The study is a within-subject, repeated measures study with one between factor (Group) with four levels and one within factor (Time) with seven time points. As we are predicting an effect size of 0.30 (medium to high), 16 subjects per group (a total of 64 subjects) is needed to achieve 80% power with a 5% significance level. Allowing for a 10% drop out rate, each group will need 18 subjects.

4.5. A-tDCS intervention

A DC-Stimulator (neuroConn. DC Stimulator plus) will be used to deliver 1 mA current to the M1 area via two surface electrodes with pockets of saline soaked sponges (0.9% NaCl). Active electrode (anode) measuring 3 × 4 cm will be placed over the left C3 or C4 according to the International 10–20 EEG system for electrode placement. The return (cathode) electrode (5 × 7) will be placed over contralateral supraorbital area. Participants will receive within-session repeated a-tDCS or sham tDCS paradigm (10-25-10 protocol) for 5 consecutive days. 10-25-10 protocol involves 10 min of tDCS intervention, followed by 25 min of rest, and then a further 10 min tDCS. The stimulator software has a study mode for blinding purposes that encodes sham and active stimulation parameters and can be set individually using the software. The safety and feasibility of this protocol and also its long-lasting effect in these patients have been assessed in our previous study (36).

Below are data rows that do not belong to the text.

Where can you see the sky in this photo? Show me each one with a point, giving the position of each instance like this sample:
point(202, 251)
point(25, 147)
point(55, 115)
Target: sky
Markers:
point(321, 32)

4.5.1. Hand training session for group 1

The patients in this group will be assessed by a physiotherapist and an individualized hand training program will be written based on the current practice standard.

4.5.2. Hand training session for groups 2–4

The participants will be seated in front of a computer screen at eye level behind a response pad with four buttons (numbered 1–4) and will be instructed to push each button with a different finger of the right hand (Thumb for button 1, index finger for button 2, middle finger for button 3, ring finger for button 4 and little finger for button 5) (Figure 2).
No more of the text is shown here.